In Starwood’s case, guests are given the choice of a $5 voucher to use on-site, 250-500 points in the Starwood frequent traveler program (depending on the hotel), or other ways to trade for on-site services for each day other than checkout day.
About 3.4 million guests participated in 2012, and a projected 7.5 million will participate in the “Make a Green Choice” program this year at Starwood’s properties, among which are Sheraton, Westin, Four Points, Luxury Collection and W, said Andrea Pinabell, vice president for sustainability, global citizenship for Starwood. The options should be available at most of the company’s properties globally by next year.
Starwood benefits by saving on labor costs, utilities and supplies. It also gets to tout a “green” initiative, said Jason Cochran, editor-in-chief of the travel website Frommers.com.
“They have the happy effect of both letting housekeeping off the hook for cleaning, which can save a hotel money, and establishing a lower expectation of maintenance on the part of the customer, which can result in a higher satisfaction rate,” Cochran said.
Experts say the key question to ask yourself is: How important is it that the room be cleaned every day? At most hotels that offer these deals, you can still get certain amenities upon request, like clean towels or a bottle of shampoo. But are you really going to miss having the bed made?
Washington, D.C.-based business strategist Jonathan Smith, 44, was happy to skip the service and take 500 points during a stay at a Sheraton in Hartford, Connecticut. “I made my bed just as I do at home and called housekeeping when I needed fresh towels,” Smith said.
If you go the DIY-cleaning route, be sure to grill the staff on what is being offered and the duration of the deal. Travel experts say hotel points, when offered, typically have a greater value than $5 food and beverage vouchers. Ryan Lile, who runs the Frequent Flyer Academy, says 500 Starwood points are worth about $20. Food vouchers, experts say, are more likely just to get you to spend more money.

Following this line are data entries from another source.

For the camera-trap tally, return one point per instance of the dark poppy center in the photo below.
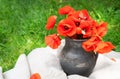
(77, 23)
(66, 28)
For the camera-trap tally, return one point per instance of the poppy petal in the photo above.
(51, 22)
(65, 10)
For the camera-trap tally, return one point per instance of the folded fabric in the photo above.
(42, 61)
(20, 71)
(75, 76)
(45, 61)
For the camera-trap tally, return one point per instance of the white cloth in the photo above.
(45, 62)
(1, 76)
(42, 61)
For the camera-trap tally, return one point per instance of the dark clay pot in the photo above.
(75, 60)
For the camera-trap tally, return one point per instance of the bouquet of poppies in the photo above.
(78, 25)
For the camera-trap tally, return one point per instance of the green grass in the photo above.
(22, 24)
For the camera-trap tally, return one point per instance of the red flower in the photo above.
(53, 41)
(66, 27)
(102, 29)
(51, 22)
(35, 76)
(65, 10)
(81, 15)
(91, 44)
(104, 47)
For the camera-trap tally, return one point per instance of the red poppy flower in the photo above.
(87, 28)
(104, 47)
(66, 27)
(91, 44)
(51, 22)
(35, 76)
(102, 29)
(81, 15)
(53, 41)
(65, 10)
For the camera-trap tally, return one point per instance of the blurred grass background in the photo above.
(22, 24)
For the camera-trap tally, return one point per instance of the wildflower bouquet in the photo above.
(78, 25)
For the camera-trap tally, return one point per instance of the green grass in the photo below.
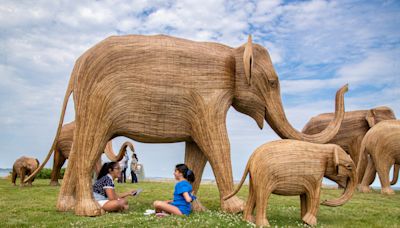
(35, 207)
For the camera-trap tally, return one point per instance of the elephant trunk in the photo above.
(111, 154)
(395, 174)
(278, 121)
(347, 194)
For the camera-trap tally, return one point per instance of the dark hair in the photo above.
(187, 173)
(104, 169)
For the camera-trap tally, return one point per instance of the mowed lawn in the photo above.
(35, 207)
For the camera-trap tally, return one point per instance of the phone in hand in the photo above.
(138, 191)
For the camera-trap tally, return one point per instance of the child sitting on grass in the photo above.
(181, 204)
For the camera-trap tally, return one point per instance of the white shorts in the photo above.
(100, 199)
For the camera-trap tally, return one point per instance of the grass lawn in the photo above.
(35, 207)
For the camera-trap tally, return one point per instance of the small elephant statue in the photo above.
(24, 166)
(382, 144)
(291, 167)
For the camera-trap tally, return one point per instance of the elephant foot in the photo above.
(232, 205)
(310, 219)
(54, 183)
(387, 191)
(364, 189)
(88, 207)
(65, 203)
(197, 206)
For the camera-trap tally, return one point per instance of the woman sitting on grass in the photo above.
(181, 204)
(103, 189)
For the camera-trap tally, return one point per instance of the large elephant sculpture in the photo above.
(382, 144)
(162, 89)
(291, 167)
(63, 148)
(24, 166)
(353, 129)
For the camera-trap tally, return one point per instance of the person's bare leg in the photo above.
(166, 207)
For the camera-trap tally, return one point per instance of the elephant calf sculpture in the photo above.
(24, 166)
(162, 89)
(290, 167)
(382, 144)
(353, 129)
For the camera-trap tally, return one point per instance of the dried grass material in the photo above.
(63, 148)
(382, 144)
(161, 89)
(24, 166)
(291, 167)
(353, 129)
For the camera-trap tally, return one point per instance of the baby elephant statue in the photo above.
(24, 166)
(290, 167)
(382, 143)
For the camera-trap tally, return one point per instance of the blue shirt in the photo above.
(179, 201)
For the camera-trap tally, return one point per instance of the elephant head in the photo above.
(257, 94)
(341, 167)
(378, 114)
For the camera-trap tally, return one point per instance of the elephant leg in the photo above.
(196, 161)
(59, 161)
(90, 141)
(382, 166)
(213, 141)
(66, 197)
(312, 198)
(262, 195)
(303, 205)
(251, 204)
(14, 176)
(369, 177)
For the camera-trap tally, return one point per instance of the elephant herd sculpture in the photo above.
(291, 167)
(162, 89)
(24, 166)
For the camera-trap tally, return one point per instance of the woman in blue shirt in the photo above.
(181, 204)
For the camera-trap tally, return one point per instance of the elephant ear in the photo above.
(336, 160)
(370, 117)
(248, 59)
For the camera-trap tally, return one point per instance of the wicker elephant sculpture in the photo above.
(291, 167)
(63, 148)
(382, 144)
(24, 166)
(162, 89)
(353, 129)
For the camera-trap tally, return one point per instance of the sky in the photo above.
(315, 46)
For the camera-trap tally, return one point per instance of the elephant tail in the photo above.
(395, 174)
(246, 171)
(60, 123)
(111, 154)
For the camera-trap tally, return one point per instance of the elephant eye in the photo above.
(273, 83)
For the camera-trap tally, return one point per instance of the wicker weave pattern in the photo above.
(382, 143)
(63, 148)
(290, 167)
(24, 166)
(161, 89)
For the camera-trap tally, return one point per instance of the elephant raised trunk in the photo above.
(347, 194)
(278, 121)
(111, 154)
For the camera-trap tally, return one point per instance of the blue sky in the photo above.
(316, 47)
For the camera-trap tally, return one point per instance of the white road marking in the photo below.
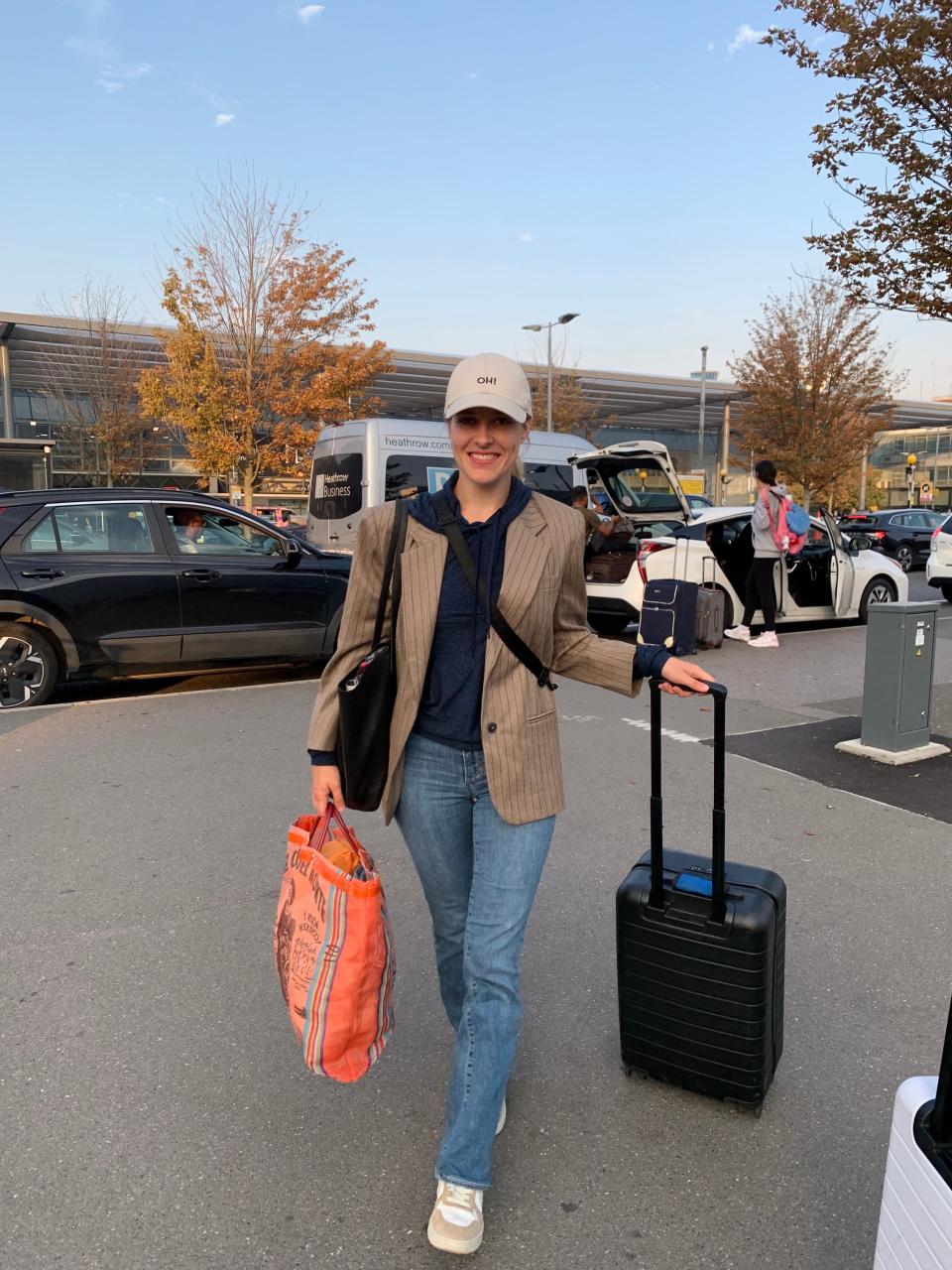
(665, 731)
(31, 711)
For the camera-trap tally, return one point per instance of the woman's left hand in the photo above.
(683, 679)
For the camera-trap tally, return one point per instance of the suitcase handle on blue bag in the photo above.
(719, 903)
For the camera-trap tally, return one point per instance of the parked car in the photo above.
(901, 534)
(135, 581)
(636, 481)
(938, 567)
(829, 578)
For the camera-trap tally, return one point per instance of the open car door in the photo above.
(640, 483)
(841, 570)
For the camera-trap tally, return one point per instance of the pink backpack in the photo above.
(785, 539)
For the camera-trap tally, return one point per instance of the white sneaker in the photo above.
(456, 1222)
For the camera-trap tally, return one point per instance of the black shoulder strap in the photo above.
(391, 572)
(517, 647)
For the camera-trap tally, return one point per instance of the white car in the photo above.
(636, 481)
(830, 578)
(938, 567)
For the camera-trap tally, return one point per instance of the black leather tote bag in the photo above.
(366, 695)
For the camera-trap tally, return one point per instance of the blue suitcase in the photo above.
(667, 615)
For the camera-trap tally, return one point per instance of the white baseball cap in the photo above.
(493, 380)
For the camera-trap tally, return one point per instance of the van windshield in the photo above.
(644, 488)
(552, 479)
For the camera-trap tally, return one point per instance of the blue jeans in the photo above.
(479, 875)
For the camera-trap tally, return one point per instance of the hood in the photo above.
(483, 539)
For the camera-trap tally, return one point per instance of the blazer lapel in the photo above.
(526, 552)
(421, 572)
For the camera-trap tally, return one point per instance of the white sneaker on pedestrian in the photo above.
(456, 1222)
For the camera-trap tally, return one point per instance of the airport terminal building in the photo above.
(41, 443)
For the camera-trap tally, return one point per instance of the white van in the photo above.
(366, 462)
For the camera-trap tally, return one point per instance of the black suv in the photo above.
(134, 581)
(902, 534)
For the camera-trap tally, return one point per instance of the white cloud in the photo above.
(134, 72)
(99, 50)
(746, 35)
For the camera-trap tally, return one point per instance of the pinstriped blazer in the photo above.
(543, 599)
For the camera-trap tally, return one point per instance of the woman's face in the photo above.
(486, 444)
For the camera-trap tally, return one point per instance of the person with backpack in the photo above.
(771, 544)
(474, 772)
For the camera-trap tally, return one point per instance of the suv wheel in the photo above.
(905, 558)
(28, 666)
(880, 590)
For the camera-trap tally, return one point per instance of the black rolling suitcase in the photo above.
(701, 952)
(708, 622)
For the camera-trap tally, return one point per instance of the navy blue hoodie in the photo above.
(451, 706)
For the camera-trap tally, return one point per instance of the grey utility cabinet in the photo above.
(900, 654)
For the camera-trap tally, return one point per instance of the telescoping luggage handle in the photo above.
(719, 905)
(941, 1115)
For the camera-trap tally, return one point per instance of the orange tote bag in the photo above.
(334, 949)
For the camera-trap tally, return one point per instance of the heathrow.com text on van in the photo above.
(419, 443)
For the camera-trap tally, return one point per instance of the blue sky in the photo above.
(645, 164)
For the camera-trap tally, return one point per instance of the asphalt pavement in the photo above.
(154, 1107)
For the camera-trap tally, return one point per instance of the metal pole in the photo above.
(720, 484)
(701, 417)
(8, 389)
(548, 385)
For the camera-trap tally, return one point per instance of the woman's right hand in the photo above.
(325, 788)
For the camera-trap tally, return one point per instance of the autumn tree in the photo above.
(888, 143)
(94, 388)
(814, 373)
(268, 334)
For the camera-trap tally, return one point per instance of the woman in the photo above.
(475, 780)
(758, 590)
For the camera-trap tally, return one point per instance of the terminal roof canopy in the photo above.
(44, 345)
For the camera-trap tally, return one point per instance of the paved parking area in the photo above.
(155, 1111)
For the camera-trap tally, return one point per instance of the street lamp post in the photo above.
(701, 417)
(547, 326)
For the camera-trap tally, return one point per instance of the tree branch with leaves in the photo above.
(270, 336)
(888, 144)
(814, 372)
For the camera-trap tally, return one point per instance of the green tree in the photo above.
(814, 373)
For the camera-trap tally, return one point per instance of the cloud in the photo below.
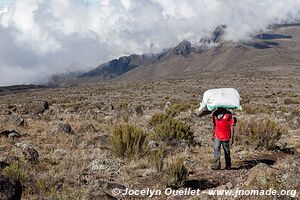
(44, 37)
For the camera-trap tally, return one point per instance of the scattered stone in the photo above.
(62, 127)
(9, 188)
(101, 189)
(261, 174)
(229, 186)
(144, 172)
(108, 165)
(33, 107)
(31, 155)
(11, 134)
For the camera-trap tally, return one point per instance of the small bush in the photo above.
(256, 109)
(175, 173)
(175, 109)
(174, 129)
(263, 133)
(17, 172)
(156, 158)
(158, 118)
(128, 141)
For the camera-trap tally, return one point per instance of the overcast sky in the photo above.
(43, 37)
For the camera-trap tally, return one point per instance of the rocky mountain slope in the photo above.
(273, 49)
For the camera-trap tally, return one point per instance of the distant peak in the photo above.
(218, 34)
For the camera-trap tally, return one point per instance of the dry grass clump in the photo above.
(256, 109)
(156, 158)
(128, 141)
(158, 118)
(261, 133)
(174, 129)
(290, 101)
(17, 171)
(175, 109)
(175, 173)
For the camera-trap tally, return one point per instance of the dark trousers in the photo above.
(217, 153)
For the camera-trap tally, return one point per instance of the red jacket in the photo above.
(223, 122)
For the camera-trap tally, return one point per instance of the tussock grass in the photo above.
(175, 173)
(17, 171)
(156, 158)
(174, 129)
(158, 118)
(175, 109)
(128, 141)
(256, 109)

Another key point: What do you have to do if you want to switch back to full housekeeping? Simply call the front desk is all that’s needed, according to Starwood, but cleaning won’t start until the next day. Once you’ve opted out, your room is not eligible for cleaning that day under the program’s rules.
RATCHETING UP THE OFFERS
For the past two decades, hotels have been encouraging guests to dial back on cleaning services. See a card requesting that towels be left on the floor in order to be replaced? Notice that placard by the bedside you can use if you want to skip having the sheets changed? Even the “do not disturb” signs have morphed into a way to opt out of the process.
Cochran says some hotel chains – like the no-frills Malaysia-based Tune Hotels – have gone to another extreme: Instead of crediting back guests who choose to not have housekeeping, they charge extra for such items as towels, soap or shampoo.
“I don’t think the major international chains will be unbundling prices to that extreme,” Cochran said. “Their core customer is the business traveler who is happy to pay for the standard slate of extras.”